Dopo tanti anni in cui Gigi Buffon ha tenuto al sicuro la porta della Nazionale italiana, da settembre 2018 probabilmente bisognerà trovare un nuovo numero uno che possa assolvere a questo compito. È assai probabile infatti che il miglior portiere al mondo degli ultimi trent’anni, se non di sempre, al termine dei prossimi mondiali in Russia decida di lasciare la Nazionale e forse appendere definitivamente gli scarpini al chiodo. Se fino a pochi anni fa, per mancanza di valide alternative, una tale eventualità avrebbe fatto raggelare il sangue, oggi possiamo affermare con assoluta certezza che l’eredità di Gigi sarà presa in carico da ragazzi di assoluto valore.

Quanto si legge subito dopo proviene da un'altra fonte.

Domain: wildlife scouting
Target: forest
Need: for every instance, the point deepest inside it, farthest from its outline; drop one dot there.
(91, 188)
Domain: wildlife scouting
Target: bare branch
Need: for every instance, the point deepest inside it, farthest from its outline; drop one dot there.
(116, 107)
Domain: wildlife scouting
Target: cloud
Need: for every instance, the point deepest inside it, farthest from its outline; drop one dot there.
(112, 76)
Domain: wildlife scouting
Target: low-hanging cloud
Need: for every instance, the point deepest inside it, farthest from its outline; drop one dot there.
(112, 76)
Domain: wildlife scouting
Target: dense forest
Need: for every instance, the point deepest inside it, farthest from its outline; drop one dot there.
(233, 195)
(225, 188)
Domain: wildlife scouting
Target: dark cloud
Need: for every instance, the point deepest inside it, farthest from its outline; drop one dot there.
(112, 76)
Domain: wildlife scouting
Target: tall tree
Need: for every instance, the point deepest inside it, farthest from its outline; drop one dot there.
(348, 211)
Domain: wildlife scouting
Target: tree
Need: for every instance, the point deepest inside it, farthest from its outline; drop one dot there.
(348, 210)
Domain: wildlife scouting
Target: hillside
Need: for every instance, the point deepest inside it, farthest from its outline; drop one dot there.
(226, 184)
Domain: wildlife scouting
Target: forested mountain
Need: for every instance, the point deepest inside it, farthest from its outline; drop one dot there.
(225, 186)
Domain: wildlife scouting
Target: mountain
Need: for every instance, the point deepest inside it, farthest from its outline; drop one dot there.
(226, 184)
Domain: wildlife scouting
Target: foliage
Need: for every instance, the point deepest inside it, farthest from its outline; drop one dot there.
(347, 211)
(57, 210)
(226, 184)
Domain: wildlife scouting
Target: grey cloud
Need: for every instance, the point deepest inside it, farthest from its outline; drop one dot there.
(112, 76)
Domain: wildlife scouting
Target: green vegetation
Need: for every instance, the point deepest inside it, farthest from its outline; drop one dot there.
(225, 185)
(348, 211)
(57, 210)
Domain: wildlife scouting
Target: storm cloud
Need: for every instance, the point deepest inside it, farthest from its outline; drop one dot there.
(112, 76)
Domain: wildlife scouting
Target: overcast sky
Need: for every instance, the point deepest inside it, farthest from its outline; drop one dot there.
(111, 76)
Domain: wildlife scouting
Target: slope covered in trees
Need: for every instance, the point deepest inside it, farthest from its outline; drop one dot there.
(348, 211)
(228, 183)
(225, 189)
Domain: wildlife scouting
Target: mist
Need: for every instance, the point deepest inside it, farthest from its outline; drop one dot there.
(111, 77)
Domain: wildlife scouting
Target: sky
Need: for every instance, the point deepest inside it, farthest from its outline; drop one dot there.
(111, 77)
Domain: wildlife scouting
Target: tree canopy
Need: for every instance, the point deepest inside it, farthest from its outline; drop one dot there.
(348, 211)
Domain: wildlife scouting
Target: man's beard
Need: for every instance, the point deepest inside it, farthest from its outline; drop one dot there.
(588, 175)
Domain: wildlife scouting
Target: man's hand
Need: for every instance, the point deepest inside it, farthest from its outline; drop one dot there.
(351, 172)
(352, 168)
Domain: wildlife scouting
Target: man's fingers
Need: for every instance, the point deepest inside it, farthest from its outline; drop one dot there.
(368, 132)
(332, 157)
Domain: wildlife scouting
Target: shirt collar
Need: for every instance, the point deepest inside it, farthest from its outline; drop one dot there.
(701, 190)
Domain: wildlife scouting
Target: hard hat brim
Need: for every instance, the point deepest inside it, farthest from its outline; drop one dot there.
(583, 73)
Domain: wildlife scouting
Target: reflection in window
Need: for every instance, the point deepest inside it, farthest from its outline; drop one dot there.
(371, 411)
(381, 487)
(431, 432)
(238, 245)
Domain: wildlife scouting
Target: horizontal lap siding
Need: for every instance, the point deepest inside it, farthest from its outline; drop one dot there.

Il predestinato per eccellenza è senza ombra di dubbio Gianluigi Donnarumma, portiere classe ’99 del Milan che ha già ampiamente dimostrato di possedere tutte le doti del campione. Possente fisicamente e dotato di riflessi fuori dal comune, quello che stupisce maggiormente di questo autentico talento è la calma e la tranquillità con cui difende una delle porte più ‘’calde’’ d’Italia, denotando di possedere già una testa e una personalità da portiere esperto e navigato.

Se Donnarumma può essere considerato il naturale erede di Buffon sotto tanti di punti di vista, al momento il portiere che unisce enormi doti tecniche ad una discreta esperienza è Mattia Perin. Il numero uno del Genoa, nonostante i due sfortunati infortuni al ginocchio di cui è stato vittima, è da considerarsi a tutti gli effetti il ragazzo più esperto affidabile tra tutti i giovani talenti in rampa di lancio. Con il ruolo di titolare e di vice sulla carta già assegnati, al momento è lotta aperta per il ruolo di terzo portiere, ovvero quell’outsider pronto ad approfittare di una situazione favorevole per scalare le gerarchie. Senza dimenticarsi di portieri dal rendimento assicurato come i vari Consigli, Sirigu e Viviano, i ragazzi che al momento stanno rubando la scena e che hanno nelle loro corde il poter sognare la maglia azzurra sono altri.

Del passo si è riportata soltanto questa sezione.